I hope when I see these images, I am reminded that my body is mine and that it does not exist for someone else’s approval or pleasure. For as long as I can remember I’ve wanted to be transcendent, I’ve wanted to look and feel like art my entire life. But I forgot that the best art is imperfect by nature, that perfection is never obtainable. When I see these pictures, I hope I see that I am beautiful as I am, that I am enough. I hope I think about how music flows through me when I dance, how piano keys feel when I press them down to play some Chopin, and all of the mundane but fucking incredible things my body does all the time.  

I want to see my “brain bag”, a term coined by Carrie Fisher to refer to one’s body, as worthy of love.

What places on your body do you hope to see differently? 

I hope to see that every inch of my body is gorgeous and that every part of me is enough. My legs have always been a major insecurity, I’ve wanted them to look skinny and coltish, not shapely and scarred. Going forward I want to accept them as strong and beautiful. Instead of trying to make my waist smaller and my stomach flatter, I want to accept my waist as my waist and my stomach as my stomach, whatever size they are. Despite liking small breasts on other women, I was always self-conscious of how small my breasts are: I want to embrace them. I want to revel in my beauty and hope to see that my body, without extensive posing or retouching, is magnificent.

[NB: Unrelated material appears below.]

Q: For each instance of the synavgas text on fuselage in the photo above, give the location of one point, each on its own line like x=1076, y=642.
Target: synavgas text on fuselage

How do you feel about them currently? 

My feelings about my body range from ok to good depending on the day, right now I’m towards the good side of the spectrum. I struggled with anorexia since I was in middle school; although I never reached a point where I was thin enough to require hospitalization, I would starve myself and use exercise to carve myself into what I thought was an ideal form of beauty. “Size zero” and measurements like 36-24-36 were arbitrary life preservers I clung to because I was afraid that my queerness made me unlovable. I figured if I looked like the women who were praised as attractive, I would find happiness and comfort; I could hide my sexuality and pretend that normal was something achievable and admirable. Starvation and reduction never gave me those feelings. Thankfully, when I was a freshman in college, I had a wonderful therapist who helped me address my disordered eating and actively worked with me on starting my path to recovery. Recovery isn’t a linear process, nor is self-love. There are moments that I stumble, and instead of beating myself up for stumbling, I move forward as best I can.

It’s really difficult being in an industry that pits women against each other and that defines a woman’s worth through measurements and numbers on a scale. Ditching my scale has made me so much happier and while I can’t fully escape measurements, I do my best to remember that I am more than numbers. I am a full-bodied experience: I am a beautiful, multidimensional person who deserves to take up space. Some days are harder than others when it comes to loving all my parts, so I cherish the moments that I feel good or ok about the skin I’m in.


How do you react, what happens, when you see these parts of your body negatively?

When I see a picture of me that I don’t like, where I don’t think I look as beautiful as the photos I see on Instagram or in the media, I feel a tiny pin prick of self-loathing that injects itself into my marrow. If I don’t immediately stop that feeling from burrowing and spiraling, it drags me back to places I don’t want to return. Like when I was 14 and wanted to hide my scars from knee surgery because I thought they made me look like a science experiment, or when a partner told me that a size 26 waist is “big”, and when a different partner fetishized my eating disorder by constantly reaffirming how tiny I was and by letting me know that it was “really sexy that I starved myself”. Those moments may be past, but the pain from them lingers and emerges when pricked.  

Rationally, I know that there is a lot of editing, that women in the modeling industry are encouraged to starve themselves and that perfection in general is impossible, but I still feel that tiny voice pop up that says that I’m not “enough”. Or that I’m “too much”, that I’m out of proportion compared to other beautiful women. Logic, while comforting, doesn’t dull the lingering pain from the ways I have been objectified by myself and others. The fact that these thoughts still exist, that they haven’t been pulled like weeds, makes me despondent and enraged.